@brodehouse said:
The whole focus on 'violence' is a misnomer... conflict drives all gameplay, and the easiest conflict to resolve on a gamepad is physical, human struggle. Then there's leaping across shit and timing your jumps, there's driving vehicles at fast speeds, but largely physical combat has the most diversity in controller use (which is what actually defines an 'action' game). They're making an action game with elements of adventure and RPG, they're not making an RPG based primarily around maxing out your hunger and health bars. It doesn't make sense to judge an Uncharted clone on how much of a survival RPG it is any more than it would be to judge that survival RPG by how good the third person shooting is.

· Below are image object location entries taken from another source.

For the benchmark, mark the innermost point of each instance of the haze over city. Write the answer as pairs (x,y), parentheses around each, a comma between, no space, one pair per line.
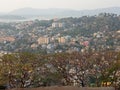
(10,5)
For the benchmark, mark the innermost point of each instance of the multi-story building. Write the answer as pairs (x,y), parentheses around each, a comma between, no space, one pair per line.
(43,40)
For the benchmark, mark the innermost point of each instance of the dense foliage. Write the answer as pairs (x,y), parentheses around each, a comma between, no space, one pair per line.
(22,70)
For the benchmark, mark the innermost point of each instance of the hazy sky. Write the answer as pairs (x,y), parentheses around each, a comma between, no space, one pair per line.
(9,5)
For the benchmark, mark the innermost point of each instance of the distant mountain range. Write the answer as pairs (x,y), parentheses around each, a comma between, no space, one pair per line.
(55,13)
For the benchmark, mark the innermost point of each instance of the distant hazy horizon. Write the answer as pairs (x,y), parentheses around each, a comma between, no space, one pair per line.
(10,5)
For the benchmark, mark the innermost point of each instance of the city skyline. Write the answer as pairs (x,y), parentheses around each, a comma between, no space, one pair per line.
(10,5)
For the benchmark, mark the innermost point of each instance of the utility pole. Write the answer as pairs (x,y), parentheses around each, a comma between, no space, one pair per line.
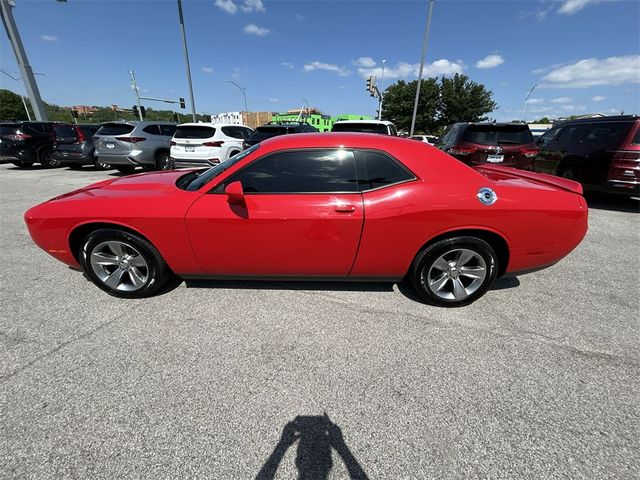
(23,63)
(244,93)
(525,101)
(381,97)
(186,60)
(425,43)
(135,89)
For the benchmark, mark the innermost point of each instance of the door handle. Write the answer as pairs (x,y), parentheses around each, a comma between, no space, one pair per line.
(345,208)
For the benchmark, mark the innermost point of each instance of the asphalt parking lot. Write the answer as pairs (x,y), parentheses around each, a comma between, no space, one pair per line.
(538,379)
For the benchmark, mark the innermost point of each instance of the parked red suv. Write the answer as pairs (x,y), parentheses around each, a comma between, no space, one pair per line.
(601,153)
(508,144)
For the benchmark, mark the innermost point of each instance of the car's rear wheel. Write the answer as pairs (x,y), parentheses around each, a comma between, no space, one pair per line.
(125,168)
(162,160)
(455,271)
(100,165)
(123,264)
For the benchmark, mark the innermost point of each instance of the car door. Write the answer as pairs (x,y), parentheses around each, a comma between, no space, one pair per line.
(302,216)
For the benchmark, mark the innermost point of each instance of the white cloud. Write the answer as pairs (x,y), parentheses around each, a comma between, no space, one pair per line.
(405,70)
(248,6)
(569,7)
(560,100)
(330,67)
(365,62)
(592,71)
(490,61)
(253,29)
(227,6)
(253,6)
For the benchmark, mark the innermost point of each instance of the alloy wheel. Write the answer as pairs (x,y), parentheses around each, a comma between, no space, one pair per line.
(456,274)
(119,266)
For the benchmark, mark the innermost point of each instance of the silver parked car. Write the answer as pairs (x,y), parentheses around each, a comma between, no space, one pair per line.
(130,144)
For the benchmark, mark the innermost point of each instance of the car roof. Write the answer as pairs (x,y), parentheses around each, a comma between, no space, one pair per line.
(381,122)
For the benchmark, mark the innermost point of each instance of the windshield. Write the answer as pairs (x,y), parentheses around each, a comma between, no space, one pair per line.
(360,127)
(498,134)
(202,177)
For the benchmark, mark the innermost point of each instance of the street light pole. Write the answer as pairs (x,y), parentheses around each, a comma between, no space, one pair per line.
(186,60)
(135,89)
(244,93)
(425,43)
(525,101)
(381,98)
(23,62)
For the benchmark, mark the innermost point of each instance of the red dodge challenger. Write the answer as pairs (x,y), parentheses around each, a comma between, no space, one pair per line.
(337,206)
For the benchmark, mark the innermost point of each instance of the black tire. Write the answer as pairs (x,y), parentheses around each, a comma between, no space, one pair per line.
(45,157)
(162,160)
(125,168)
(424,271)
(22,164)
(150,278)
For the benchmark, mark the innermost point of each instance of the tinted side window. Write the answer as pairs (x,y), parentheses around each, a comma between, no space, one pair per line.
(152,129)
(305,171)
(168,130)
(607,134)
(381,170)
(573,133)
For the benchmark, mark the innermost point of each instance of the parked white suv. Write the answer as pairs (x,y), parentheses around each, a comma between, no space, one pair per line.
(206,144)
(383,127)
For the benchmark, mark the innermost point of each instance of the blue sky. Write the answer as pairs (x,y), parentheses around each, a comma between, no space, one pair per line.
(583,54)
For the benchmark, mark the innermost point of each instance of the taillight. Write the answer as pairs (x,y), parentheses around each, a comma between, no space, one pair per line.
(80,137)
(131,139)
(458,150)
(625,165)
(529,152)
(17,136)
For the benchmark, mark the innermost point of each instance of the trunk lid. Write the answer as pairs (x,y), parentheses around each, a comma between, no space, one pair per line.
(502,174)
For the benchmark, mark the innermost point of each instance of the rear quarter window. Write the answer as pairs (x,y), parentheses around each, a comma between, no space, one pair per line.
(195,132)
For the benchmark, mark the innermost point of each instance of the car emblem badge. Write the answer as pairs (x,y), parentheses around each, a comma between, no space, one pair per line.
(487,196)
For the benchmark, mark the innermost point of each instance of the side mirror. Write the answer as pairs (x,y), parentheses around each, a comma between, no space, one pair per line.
(235,193)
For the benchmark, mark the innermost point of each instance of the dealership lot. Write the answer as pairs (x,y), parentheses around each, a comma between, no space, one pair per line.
(539,378)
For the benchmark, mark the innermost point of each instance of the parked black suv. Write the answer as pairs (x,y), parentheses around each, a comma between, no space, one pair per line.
(73,146)
(601,153)
(26,143)
(273,129)
(508,144)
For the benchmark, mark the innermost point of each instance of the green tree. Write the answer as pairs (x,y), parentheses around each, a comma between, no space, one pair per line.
(462,100)
(398,105)
(11,107)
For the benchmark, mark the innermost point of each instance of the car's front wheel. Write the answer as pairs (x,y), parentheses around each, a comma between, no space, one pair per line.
(123,264)
(455,271)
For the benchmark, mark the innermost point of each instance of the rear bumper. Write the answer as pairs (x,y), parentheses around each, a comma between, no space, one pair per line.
(73,158)
(134,158)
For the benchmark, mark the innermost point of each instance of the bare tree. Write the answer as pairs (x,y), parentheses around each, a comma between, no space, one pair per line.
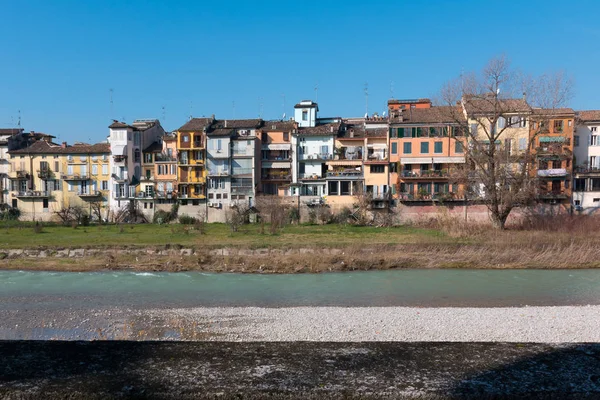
(493,111)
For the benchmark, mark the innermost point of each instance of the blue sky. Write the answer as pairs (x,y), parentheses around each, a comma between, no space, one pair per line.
(61,58)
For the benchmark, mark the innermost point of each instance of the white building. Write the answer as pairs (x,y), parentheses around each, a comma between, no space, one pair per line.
(586,160)
(126,144)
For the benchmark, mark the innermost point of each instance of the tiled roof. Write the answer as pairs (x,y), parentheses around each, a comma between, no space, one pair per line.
(237,123)
(155,147)
(196,124)
(437,115)
(486,104)
(320,130)
(220,132)
(43,147)
(278,126)
(10,131)
(588,115)
(550,112)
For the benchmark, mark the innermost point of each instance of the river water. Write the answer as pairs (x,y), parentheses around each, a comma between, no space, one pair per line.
(425,288)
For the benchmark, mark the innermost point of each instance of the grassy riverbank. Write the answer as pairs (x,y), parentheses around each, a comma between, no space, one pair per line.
(304,248)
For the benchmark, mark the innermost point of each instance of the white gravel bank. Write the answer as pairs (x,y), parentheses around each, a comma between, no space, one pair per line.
(337,324)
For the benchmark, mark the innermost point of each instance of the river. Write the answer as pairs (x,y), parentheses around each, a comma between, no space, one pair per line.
(410,287)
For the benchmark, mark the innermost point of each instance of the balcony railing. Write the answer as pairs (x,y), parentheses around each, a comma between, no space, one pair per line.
(277,177)
(315,156)
(424,174)
(45,174)
(241,171)
(218,172)
(33,194)
(345,174)
(310,176)
(164,158)
(89,193)
(554,172)
(75,177)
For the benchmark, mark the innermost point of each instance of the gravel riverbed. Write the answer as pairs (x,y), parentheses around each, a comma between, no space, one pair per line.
(335,324)
(574,324)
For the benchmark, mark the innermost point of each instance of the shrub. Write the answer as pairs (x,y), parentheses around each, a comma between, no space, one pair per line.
(187,220)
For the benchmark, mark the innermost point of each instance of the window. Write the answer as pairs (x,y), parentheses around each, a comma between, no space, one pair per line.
(558,125)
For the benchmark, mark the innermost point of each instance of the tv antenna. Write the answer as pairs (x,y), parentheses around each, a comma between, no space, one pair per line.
(367,99)
(111,103)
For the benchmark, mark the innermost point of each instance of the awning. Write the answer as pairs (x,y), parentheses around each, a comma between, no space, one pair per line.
(276,164)
(416,160)
(119,150)
(277,146)
(448,160)
(552,139)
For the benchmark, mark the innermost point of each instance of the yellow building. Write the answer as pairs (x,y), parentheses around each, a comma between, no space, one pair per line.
(47,178)
(191,171)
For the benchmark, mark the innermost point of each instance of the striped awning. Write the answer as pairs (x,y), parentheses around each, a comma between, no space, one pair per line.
(448,160)
(416,160)
(552,139)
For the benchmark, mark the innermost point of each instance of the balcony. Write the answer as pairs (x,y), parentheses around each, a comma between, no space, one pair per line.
(120,177)
(552,173)
(277,177)
(164,158)
(315,157)
(45,174)
(310,177)
(33,194)
(241,171)
(219,172)
(420,174)
(75,177)
(552,194)
(193,179)
(89,194)
(19,175)
(345,175)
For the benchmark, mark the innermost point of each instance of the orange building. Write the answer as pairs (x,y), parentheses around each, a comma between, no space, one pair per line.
(551,135)
(276,157)
(426,145)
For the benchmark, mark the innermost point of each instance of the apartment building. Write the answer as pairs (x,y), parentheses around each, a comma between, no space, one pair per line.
(276,157)
(426,146)
(586,160)
(191,171)
(126,145)
(232,162)
(551,135)
(47,177)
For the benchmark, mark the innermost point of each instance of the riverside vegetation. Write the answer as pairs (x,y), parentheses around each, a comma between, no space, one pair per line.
(443,242)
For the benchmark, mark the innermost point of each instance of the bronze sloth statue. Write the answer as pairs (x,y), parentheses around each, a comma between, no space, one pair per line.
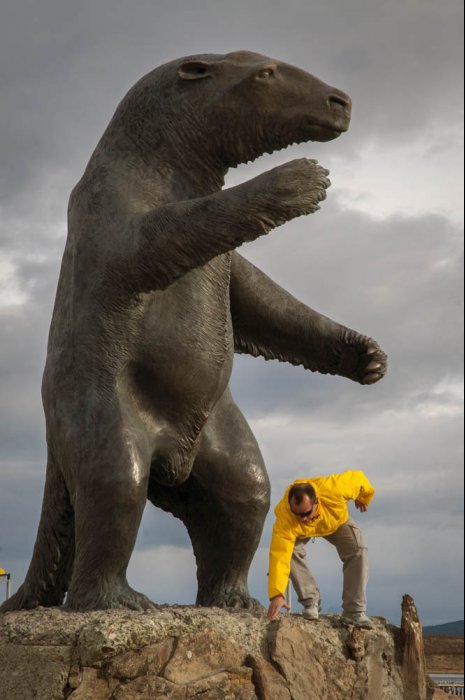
(152,303)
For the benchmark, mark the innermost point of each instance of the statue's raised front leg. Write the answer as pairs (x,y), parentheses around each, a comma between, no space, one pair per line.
(169,241)
(270,322)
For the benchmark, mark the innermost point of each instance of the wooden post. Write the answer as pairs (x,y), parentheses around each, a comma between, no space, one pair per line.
(413,652)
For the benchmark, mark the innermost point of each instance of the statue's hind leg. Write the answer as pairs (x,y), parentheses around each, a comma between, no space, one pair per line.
(109,496)
(223,505)
(50,570)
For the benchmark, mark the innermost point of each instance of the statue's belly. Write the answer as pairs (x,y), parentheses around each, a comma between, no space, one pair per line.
(183,356)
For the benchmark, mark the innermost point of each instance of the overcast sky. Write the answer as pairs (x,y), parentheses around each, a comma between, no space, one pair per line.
(384,256)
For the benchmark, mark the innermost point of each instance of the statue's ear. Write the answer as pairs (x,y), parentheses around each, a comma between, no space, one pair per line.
(194,70)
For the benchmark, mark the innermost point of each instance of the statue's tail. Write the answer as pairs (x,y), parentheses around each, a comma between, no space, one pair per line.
(50,570)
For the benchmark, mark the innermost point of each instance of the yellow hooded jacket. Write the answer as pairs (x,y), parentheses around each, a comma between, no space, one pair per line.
(333,493)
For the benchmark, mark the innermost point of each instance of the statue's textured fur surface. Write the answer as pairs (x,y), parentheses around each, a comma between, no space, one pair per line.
(153,300)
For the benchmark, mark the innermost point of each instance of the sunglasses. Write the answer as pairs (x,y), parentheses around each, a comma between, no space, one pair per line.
(306,513)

I don't necessarily think the first part is true, that's just lack of imagination. But my point wasn't to judge Tomb Raider as something it's not, but speculate what it could have been. Because I just don't necessarily buy the "well, we have guns in the game so we obviously have to give you a bunch of stuff to shoot", and most of the things I was looking forward to about this Tomb Raider was the ideas brought forth when the game was announced. That being said, I don't have anything against an Uncharted clone (unless every enemy encounter is a "let's stay here for 15 minutes shooting dudes coming from their holes until we can move on"), and I have no issue looking past the combat in order to enjoy a good story (that's what I do with Uncharted). I was merely speculating how they could have focused the game in order to lessen the disconnect.